While one may not want to confess, our nation is at an epidemic. Three out of five Americans are overweight. One out of five Americans are obese. As united states, clever marketing strategies and entrenched lifestyle modules have masked the high-induced-fructose corn syrup, enriched wheat flour, and large-words-that-I-have-no-idea-how-to-pronounce-on-the-ingredients-label.
Globally, the distributions rates are uneven. One billion overnourished people have surpassed the 800 million who are malnourished.
I visited Emily Bell, a nutritionist for UC Irvine's Health Education. Receiving her Bachelor's in Zoology and Master's in Nutrition, Emily facilitates educational workshops on nutrition and healthy eating, provides one-on-one counseling, executes programs and community outreach, and advices a body-image student group. One of the challenges she sees is getting college students like myself to make smart, rational decisions with their food.
This has greater influence than one may seem initially. At UC Irvine, students living in the dormitories must purchase mandatory meal plans, eating in one of three dining halls - Brandywine, Pippin, or Mesa.
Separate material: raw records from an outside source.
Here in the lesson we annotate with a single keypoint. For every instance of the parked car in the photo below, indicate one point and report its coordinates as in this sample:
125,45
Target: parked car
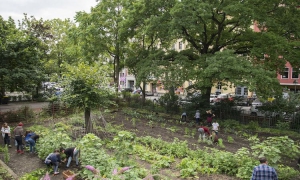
255,111
256,102
137,91
241,101
149,93
224,96
127,90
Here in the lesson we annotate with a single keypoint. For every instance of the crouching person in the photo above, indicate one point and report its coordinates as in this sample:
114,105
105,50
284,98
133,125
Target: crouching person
54,160
203,131
70,153
214,137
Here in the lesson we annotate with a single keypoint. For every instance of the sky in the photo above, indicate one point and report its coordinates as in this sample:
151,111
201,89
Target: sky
46,9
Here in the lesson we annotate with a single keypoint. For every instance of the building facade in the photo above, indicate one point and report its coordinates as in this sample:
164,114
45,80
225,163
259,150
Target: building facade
289,78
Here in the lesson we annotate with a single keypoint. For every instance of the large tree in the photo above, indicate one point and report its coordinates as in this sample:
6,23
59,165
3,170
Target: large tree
100,34
86,87
20,54
220,42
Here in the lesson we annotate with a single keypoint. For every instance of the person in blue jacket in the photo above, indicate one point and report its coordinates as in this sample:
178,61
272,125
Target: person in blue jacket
54,160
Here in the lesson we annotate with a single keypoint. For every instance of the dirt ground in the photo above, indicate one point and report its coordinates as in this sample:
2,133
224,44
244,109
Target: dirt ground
27,162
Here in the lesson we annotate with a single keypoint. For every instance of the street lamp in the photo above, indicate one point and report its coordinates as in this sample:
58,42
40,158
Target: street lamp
295,82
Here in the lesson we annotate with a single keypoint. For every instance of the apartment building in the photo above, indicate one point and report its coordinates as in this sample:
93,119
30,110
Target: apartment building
289,78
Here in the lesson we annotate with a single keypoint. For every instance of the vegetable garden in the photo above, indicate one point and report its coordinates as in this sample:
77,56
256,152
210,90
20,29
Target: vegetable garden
155,145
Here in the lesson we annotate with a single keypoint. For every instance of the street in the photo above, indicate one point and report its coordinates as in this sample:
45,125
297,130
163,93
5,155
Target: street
17,105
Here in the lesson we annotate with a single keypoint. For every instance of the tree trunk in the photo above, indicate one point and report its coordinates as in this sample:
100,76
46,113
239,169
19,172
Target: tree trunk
206,96
144,92
88,121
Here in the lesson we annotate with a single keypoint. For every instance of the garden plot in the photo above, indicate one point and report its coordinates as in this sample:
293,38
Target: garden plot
156,144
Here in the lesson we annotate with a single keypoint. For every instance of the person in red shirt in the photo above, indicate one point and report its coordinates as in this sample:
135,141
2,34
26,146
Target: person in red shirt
203,131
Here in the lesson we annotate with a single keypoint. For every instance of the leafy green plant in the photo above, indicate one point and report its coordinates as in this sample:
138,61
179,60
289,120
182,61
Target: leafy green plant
186,130
285,172
283,125
173,129
230,139
35,175
275,148
220,143
51,140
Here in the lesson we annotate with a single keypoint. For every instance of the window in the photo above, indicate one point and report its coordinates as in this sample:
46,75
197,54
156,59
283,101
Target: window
238,90
241,91
285,74
245,91
180,45
295,74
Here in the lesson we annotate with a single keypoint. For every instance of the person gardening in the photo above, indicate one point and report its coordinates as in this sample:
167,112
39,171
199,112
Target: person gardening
70,153
203,131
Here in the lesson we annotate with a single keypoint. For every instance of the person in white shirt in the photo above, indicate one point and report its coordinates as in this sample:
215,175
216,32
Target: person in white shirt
197,116
215,127
6,134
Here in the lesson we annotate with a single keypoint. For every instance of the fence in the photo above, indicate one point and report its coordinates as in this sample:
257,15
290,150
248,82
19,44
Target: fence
243,117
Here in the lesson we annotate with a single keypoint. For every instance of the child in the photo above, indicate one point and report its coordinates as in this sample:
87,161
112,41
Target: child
32,141
28,134
54,160
183,116
214,137
6,134
18,136
197,116
215,126
210,116
71,152
203,130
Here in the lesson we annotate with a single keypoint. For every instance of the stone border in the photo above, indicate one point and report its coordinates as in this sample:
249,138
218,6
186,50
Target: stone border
9,170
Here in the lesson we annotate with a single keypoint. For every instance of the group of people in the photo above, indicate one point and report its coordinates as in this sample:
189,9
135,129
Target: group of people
197,116
18,132
54,158
204,131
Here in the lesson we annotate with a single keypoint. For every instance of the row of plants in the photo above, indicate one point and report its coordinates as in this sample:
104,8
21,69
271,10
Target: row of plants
240,164
92,153
152,150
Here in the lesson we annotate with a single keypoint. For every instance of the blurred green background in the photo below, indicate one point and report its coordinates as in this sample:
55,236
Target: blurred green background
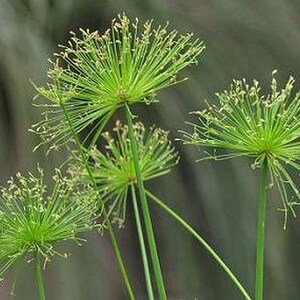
244,39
Therefore, it's imperative that a first-year college student makes rational, smart, and healthy decisions when putting food in their bodies. Our university system has such great authority, yet is highly susceptible, to the college food system. Students' minds and bodies can become vulnerable to what is being served each and every day.
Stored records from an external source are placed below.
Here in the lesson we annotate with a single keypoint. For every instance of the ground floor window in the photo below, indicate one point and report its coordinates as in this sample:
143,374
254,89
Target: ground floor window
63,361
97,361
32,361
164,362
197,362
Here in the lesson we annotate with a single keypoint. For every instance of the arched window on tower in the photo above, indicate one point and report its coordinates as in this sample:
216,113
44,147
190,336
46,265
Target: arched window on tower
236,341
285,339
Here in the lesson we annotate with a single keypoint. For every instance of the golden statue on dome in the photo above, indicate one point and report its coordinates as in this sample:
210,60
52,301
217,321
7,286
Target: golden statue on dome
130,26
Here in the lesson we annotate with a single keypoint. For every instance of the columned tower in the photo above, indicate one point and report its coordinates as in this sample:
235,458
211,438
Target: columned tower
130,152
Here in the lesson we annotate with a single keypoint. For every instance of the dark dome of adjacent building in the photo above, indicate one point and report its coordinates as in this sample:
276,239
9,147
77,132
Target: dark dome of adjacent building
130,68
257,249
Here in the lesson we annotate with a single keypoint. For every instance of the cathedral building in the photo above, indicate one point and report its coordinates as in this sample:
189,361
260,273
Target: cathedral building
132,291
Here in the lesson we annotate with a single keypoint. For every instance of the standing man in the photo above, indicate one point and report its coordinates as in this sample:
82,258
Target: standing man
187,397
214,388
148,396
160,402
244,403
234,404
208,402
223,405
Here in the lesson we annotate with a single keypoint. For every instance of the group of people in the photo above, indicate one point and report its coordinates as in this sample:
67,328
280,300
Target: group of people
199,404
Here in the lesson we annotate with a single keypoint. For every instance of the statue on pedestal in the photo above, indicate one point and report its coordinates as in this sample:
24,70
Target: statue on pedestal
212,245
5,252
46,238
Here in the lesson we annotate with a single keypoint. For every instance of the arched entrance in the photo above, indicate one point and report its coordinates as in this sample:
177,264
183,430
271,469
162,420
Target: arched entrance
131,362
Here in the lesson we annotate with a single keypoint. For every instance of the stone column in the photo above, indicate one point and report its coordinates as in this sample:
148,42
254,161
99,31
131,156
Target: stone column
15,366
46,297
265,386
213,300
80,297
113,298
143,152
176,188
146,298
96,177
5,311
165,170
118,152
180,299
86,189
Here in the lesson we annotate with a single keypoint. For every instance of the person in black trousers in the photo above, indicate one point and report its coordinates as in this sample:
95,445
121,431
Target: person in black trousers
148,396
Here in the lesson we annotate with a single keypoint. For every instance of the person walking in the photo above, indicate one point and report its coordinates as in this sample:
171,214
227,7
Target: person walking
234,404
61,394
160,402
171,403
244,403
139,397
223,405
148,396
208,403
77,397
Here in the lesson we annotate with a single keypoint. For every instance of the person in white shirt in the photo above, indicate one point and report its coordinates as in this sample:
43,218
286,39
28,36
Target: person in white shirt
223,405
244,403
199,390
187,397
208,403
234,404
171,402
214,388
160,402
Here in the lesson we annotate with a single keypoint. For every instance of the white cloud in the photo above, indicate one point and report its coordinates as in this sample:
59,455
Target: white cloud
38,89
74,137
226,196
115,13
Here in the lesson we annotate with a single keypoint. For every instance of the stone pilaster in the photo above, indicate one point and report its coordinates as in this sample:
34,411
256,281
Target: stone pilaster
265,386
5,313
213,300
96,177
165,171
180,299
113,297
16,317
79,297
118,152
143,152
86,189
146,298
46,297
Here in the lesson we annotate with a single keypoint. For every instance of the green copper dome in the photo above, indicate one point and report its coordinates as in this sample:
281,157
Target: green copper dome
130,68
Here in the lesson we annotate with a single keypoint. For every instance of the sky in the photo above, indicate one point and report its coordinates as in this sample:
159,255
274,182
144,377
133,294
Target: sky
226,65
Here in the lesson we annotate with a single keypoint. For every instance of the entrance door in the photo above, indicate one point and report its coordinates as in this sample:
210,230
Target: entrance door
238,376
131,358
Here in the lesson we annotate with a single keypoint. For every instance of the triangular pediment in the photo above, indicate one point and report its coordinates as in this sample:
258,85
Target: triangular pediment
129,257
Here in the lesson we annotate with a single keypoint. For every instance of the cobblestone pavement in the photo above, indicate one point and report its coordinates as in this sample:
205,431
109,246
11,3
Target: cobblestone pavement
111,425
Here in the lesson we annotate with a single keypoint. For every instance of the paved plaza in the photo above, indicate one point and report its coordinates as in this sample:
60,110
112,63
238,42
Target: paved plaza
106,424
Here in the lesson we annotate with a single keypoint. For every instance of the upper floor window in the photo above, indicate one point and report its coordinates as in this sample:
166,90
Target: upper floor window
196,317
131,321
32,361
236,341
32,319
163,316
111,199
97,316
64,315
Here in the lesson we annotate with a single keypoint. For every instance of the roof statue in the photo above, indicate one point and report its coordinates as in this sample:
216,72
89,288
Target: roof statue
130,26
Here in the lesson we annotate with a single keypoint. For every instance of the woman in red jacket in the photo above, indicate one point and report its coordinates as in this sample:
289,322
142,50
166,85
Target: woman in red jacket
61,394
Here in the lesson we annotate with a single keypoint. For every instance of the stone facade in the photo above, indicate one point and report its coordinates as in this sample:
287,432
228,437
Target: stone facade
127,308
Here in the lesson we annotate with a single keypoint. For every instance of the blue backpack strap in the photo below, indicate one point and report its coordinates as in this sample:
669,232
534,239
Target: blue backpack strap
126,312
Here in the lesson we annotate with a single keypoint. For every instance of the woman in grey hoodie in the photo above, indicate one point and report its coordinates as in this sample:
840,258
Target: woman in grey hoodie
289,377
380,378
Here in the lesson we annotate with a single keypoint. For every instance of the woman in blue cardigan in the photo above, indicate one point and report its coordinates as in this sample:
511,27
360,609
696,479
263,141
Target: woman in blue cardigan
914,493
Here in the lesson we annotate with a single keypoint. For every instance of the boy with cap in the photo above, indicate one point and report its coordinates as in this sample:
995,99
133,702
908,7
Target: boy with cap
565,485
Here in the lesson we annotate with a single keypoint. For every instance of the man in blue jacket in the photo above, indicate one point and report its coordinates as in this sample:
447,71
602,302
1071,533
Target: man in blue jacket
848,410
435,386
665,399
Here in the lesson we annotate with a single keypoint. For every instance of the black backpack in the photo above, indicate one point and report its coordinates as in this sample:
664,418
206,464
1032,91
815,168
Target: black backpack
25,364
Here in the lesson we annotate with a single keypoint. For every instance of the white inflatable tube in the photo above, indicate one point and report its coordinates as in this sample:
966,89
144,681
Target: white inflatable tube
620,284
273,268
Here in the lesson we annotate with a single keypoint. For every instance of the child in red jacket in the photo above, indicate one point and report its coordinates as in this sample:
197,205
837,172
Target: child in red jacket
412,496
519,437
A new food pyramid has been catered, requesting that people eat more nutrient-filled foods like dairy, fruits and vegetables, and whole grains. In addition, physical activity has been added, suggesting at least thirty minutes for "most days of the week". One has to wonder that if there is greater demand for healthier, nutrient-filled foods, in so much as to create a new food pyramid, there are drastic changes that need to be made to the source of it - agriculture. As cliche as this may sound economically, greater demand means greater supply.
According to the Environmental Working Group, "eating the 12 most contaminated fruits and vegetables will expose a person to about 14 pesticides per day, on average. Eating the 12 least contaminated will expose a person to less than 2 pesticides per day." Avoiding the most contaminated produce can lower pesticide exposure by 90%.
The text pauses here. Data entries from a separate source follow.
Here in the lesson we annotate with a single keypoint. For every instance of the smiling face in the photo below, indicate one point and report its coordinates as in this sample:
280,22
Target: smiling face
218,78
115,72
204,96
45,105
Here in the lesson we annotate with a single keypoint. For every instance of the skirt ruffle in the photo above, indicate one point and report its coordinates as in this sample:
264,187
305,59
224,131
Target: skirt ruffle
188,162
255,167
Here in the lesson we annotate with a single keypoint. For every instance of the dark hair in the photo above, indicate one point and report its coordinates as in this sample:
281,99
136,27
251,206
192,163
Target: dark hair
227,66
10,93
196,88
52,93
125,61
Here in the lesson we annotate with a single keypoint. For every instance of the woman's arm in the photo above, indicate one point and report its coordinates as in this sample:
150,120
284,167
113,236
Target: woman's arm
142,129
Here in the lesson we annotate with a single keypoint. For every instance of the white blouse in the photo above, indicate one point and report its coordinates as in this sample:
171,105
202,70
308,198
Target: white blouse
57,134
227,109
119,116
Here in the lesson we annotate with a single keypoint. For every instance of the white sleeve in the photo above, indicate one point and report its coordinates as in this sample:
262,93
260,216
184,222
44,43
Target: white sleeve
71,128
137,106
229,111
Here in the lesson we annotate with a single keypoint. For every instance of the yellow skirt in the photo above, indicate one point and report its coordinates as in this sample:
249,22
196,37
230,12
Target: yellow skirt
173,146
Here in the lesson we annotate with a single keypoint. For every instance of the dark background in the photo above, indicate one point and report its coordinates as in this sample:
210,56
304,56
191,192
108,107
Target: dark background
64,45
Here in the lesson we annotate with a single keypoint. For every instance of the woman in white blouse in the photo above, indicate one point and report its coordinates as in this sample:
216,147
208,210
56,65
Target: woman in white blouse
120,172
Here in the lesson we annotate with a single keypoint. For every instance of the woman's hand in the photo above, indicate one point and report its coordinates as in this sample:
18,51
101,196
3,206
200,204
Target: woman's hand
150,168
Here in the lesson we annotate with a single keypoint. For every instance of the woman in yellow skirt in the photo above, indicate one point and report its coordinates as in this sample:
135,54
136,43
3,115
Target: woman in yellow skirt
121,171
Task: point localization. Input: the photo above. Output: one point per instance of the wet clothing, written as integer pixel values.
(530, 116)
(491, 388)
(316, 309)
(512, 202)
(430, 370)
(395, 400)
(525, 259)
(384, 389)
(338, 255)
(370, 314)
Similarly, there have been studies suggesting that there aren't many drastic health differences between organic and non-organic foods. There is evidence showing that more organic and sustainably-grown foods have greater concentrations of vitamin C, protein, and nitrates like iron and magnesium. Beyond the more eminent factors, more organic and sustainable foods are grown in farming methods less detrimental to the environment. Oftentimes overlooked, the methods at which industrial and conventional foods are causing more destruction that we may know. It is important for individuals to look beyond not just their personal health, but the health of their surrounding environment, as it may not around to continue the cycle of food production for future generations to come.